Baricitinib, a JAK inhibitor, has been approved in several countries for the treatment of AD in adult patients and its efficacy has been proven in different studies. “Therefore, it is mandatory to know if this drug is also effective in children and adolescents,” stated Dr Antonio Torrelo Fernández (Hospital Infantil Universitario Niño Jesús, Spain) [1]. The phase 3, randomised, placebo-controlled BREEZE-AD-PEDS trial (NCT03952559) randomised 483 patients aged 2 to 18 years to receive baricitinib either at a low, medium, or high dose, or placebo. Dose regimens were adjusted for participants aged <10 years or 10 to 18 years, with daily 0.5 mg/1 mg, 1 mg/2 mg, or 2 mg/4 mg baricitinib. A validated Investigator’s Global Assessment (vIGA) score of clear or almost clear skin (0/1) with at least 2 points improvement from baseline marked the primary endpoint at week 16. To be included, patients needed to have moderate-to-severe AD with a history of inadequate response or intolerance of topical treatment plus a disease duration of at least 6 or 12 months, depending on age.

Dr Torrelo Fernández underlined that the 4 study arms were similar in age, gender, race, and geographical region. The mean age was around 12 years and the mean duration of AD was at least 9 years. Participants with vIGA 4 made up between 37.5% and 39.3% of the participants, all other participants had vIGA 3.

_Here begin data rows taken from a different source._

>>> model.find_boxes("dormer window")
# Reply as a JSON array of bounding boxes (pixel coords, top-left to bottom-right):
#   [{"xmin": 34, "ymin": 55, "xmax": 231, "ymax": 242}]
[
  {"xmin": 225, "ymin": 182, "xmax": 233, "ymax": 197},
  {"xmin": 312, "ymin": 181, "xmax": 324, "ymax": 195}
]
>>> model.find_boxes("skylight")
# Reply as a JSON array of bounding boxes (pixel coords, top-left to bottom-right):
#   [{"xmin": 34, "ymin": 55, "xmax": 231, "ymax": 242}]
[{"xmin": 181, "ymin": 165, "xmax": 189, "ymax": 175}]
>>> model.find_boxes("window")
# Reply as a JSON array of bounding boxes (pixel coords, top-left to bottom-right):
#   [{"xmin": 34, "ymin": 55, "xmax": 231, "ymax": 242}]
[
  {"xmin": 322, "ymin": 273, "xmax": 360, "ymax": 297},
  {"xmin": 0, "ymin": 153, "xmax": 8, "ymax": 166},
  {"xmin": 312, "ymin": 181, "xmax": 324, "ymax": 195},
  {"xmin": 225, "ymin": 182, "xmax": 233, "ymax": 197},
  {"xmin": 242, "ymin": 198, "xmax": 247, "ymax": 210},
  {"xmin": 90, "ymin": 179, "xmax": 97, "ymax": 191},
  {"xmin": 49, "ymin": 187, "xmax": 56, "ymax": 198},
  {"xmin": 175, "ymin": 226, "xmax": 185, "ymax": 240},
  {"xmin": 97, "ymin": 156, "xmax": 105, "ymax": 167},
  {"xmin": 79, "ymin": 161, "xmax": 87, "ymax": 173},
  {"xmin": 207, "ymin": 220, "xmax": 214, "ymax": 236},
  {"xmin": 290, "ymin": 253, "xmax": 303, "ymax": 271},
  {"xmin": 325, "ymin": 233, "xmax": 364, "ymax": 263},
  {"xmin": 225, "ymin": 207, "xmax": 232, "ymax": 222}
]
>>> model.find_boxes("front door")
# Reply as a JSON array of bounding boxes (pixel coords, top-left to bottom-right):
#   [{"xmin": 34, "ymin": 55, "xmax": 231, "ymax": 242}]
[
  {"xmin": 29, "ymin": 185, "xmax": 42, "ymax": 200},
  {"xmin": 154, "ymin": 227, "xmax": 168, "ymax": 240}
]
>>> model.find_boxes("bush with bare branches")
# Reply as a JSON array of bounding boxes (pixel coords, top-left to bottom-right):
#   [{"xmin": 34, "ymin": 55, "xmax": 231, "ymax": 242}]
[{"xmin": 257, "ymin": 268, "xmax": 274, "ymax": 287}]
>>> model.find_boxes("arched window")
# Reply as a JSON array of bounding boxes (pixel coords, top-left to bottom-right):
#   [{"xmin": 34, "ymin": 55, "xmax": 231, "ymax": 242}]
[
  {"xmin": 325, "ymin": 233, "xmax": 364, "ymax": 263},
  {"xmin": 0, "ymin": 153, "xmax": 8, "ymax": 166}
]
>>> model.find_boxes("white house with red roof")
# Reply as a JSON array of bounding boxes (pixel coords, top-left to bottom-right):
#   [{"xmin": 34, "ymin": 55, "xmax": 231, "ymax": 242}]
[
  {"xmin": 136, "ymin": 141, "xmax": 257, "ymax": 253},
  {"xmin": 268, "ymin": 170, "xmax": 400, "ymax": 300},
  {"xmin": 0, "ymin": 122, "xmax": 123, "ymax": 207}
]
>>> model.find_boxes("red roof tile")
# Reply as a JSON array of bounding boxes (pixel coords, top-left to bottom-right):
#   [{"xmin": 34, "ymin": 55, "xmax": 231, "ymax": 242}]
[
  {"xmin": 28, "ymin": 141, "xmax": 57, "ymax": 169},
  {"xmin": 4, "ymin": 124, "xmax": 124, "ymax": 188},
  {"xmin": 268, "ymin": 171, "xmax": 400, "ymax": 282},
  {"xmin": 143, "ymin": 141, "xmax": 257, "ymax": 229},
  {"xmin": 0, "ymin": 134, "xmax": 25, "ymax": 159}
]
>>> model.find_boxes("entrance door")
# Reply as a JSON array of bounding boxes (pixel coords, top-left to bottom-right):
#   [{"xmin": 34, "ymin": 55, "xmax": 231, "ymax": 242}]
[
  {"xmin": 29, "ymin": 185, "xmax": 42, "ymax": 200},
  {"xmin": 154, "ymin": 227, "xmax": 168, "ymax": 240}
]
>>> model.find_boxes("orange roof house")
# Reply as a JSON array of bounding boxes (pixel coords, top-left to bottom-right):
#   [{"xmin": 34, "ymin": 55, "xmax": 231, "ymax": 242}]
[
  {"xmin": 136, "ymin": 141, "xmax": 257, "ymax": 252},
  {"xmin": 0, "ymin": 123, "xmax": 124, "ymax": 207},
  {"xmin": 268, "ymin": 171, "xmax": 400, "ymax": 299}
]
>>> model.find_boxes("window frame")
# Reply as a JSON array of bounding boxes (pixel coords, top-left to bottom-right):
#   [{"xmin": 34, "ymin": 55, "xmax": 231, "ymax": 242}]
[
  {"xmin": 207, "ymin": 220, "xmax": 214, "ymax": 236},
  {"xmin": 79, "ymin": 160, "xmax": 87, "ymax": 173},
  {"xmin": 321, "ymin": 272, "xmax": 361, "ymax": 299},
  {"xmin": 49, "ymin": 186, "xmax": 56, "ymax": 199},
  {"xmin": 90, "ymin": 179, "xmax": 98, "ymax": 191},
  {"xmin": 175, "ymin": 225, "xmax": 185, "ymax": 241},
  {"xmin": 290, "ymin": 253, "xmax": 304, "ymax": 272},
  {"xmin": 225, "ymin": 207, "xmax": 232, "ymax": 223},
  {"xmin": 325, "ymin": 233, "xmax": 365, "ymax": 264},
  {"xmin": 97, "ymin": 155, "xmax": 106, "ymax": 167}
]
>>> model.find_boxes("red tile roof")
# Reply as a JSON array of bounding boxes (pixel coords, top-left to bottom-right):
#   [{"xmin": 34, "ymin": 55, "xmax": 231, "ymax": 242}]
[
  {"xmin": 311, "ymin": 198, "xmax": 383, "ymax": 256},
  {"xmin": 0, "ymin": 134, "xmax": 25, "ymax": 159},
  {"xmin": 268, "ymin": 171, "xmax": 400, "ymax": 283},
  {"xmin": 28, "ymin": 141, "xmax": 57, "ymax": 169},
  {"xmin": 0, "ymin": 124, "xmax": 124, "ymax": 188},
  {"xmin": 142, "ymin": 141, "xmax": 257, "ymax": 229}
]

In the high-dose baricitinib group, 41.7% reached the primary endpoint at week 16, significantly more than the placebo group (16.4%; P<0.001; see Figure). For the secondary endpoints Eczema Area and Severity Index (EASI)-75 and EASI-90, significant difference was similarly present in the high-dose arm, with 52.6% and 30% responders, respectively (P<0.01). Dr Torrelo Fernández further highlighted that 35.5% of the patients on 2 mg/4 mg of baricitinib had a ≥4-point reduction in the itch numeric rating scale (P<0.05). Dr Torrelo Fernández stated that the vIGA results were consistent in subgroups according to age <10 or ≥10 years and across 3 different weight groups. Of note, there was a very high study adherence with 96.7% of participants completing week 16.

Figure: Percentage responders with vIGA-AD(0/1) with ≥2 points improvement [1]

*, P<0.05; **, P<0.01; ***, P<0.001; †, statistically significant with multiplicity adjustment; NRI, non-responder imputation.

Any treatment-emergent adverse event occurred in 50% of the low-dose and placebo arm, 52.5% in the medium-dose arm, and 50.8% in the high-dose arm. “The severity was low, mild, or moderate in most of the cases and severe adverse events were reported very seldomly,” Dr Torrelo Fernández stated. The most common were headache, acne, abdominal pain, and nasopharyngitis. “But you can see again that these adverse events were similarly seen in all 4 groups,” Dr Torrelo Fernández stressed.

In summary, baricitinib was assessed as a potential therapeutic option with a favourable benefit-risk profile for children and adolescents between 2 and 18 years, who have moderate-to-severe AD and who are candidates for systemic therapy.

  1. Torello F. Efficacy and safety of baricitinib in a phase 3, randomised, double-blind, placebo-controlled study in paediatric patients with moderate-to-severe atopic dermatitis. D3T01.1E, EADV Congress 2022, Milan, Italy, 7–10 September.